Norway and a Taylor Swift concert felt it too
What makes this even more striking is that the phenomenon can occur thousands of miles away from where the match is actually being played. Geophysicists detected vibrations in Bergen, Norway, when the country's team scored goals during the group stage in the past few weeks.
Something similar happened in 2024, when a Taylor Swift concert at SoFi Stadium in Los Angeles generated long-duration, low-frequency signals, with harmonic frequency peaks between 1 and 10 Hz, that were picked up by seismic monitoring sensors.
Why the artificial earthquake label doesn't hold up
For several years, the term artificial earthquake has been used to describe this kind of atypical vibration recorded by seismological systems during sporting events or large scale performances. Experts, however, believe the term is not the right way to describe what's actually happening.
To begin with, artificial earthquakes do genuinely exist and have been studied for decades. Research from the geosciences department at Durham University defines them as human-induced earthquakes, caused by activities capable of altering the geological behavior of the ground, such as the construction of high-rise buildings, groundwater extraction, tunnel excavation, enhanced oil recovery, hydraulic fracturing, or underground gas storage.

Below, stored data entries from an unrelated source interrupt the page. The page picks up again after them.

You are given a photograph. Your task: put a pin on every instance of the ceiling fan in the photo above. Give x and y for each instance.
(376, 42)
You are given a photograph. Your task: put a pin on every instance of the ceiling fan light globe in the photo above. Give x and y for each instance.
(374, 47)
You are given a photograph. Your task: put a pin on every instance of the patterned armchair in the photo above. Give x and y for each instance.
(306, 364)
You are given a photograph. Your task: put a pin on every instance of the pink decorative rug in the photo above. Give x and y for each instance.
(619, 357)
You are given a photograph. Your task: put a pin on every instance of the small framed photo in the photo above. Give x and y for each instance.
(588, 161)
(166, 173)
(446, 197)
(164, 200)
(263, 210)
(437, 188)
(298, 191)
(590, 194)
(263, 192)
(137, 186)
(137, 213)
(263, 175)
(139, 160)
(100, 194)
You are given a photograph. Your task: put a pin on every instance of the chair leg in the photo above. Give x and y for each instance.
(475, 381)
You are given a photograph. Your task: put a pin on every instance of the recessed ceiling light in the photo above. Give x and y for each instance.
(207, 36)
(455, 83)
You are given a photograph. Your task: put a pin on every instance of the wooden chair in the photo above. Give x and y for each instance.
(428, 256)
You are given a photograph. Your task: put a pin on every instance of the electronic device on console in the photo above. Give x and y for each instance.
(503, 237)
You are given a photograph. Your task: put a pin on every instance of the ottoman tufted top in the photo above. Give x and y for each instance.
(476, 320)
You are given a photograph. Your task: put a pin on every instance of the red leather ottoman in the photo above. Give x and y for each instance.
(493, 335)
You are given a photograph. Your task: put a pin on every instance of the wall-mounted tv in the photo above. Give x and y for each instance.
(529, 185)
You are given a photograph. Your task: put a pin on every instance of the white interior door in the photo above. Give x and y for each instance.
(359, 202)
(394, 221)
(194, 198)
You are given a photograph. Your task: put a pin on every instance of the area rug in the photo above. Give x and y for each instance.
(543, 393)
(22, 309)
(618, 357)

Under that definition, the vibrations detected by SASSLA following the Mexican team's goals cannot be classified as an artificial earthquake. Experts explain that for ground movement to qualify as an earthquake, it has to be tied to an actual geological process. The mere fact that a seismograph records a disturbance does not make it an earthquake.
A leading geophysicist calls it a joke
Arturo Iglesias, a researcher at the Institute of Geophysics at the National Autonomous University of Mexico, explained several years ago that although human activity generates movements capable of being picked up by seismographs, that doesn't mean they are genuine geological phenomena that can be measured using seismic magnitudes or that they cause changes beneath the surface.
Iglesias added that seismic monitoring systems are sensitive enough to detect micro-movements in the ground, whether of natural origin or resulting from human activity, and noted that readings can be influenced by factors such as the location of the stations, the characteristics of the terrain, or the intensity of certain activities happening on the surface.
Even if a person jumps next to a sensor, it gets detected, but it's not an earthquake. An earthquake caused by the scattered activity of fans is a joke, Iglesias stresses.
Why scientists still want to study these tremors
Even so, the unusual vibrations generated by the simultaneous movement of thousands of people, as happened after the Mexican national team's goals on Tuesday, have become an increasingly relevant field of research.
Experts maintain that a better understanding of these signals will help develop more precise methods for analyzing seismic activity and make it easier to distinguish between the different types of vibrations recorded by instruments. This knowledge could also strengthen emerging applications such as seismic interferometry, a technique that harnesses vibrations produced by everyday sources to study the structure of the subsurface without needing controlled explosions or having to wait for a natural earthquake to occur.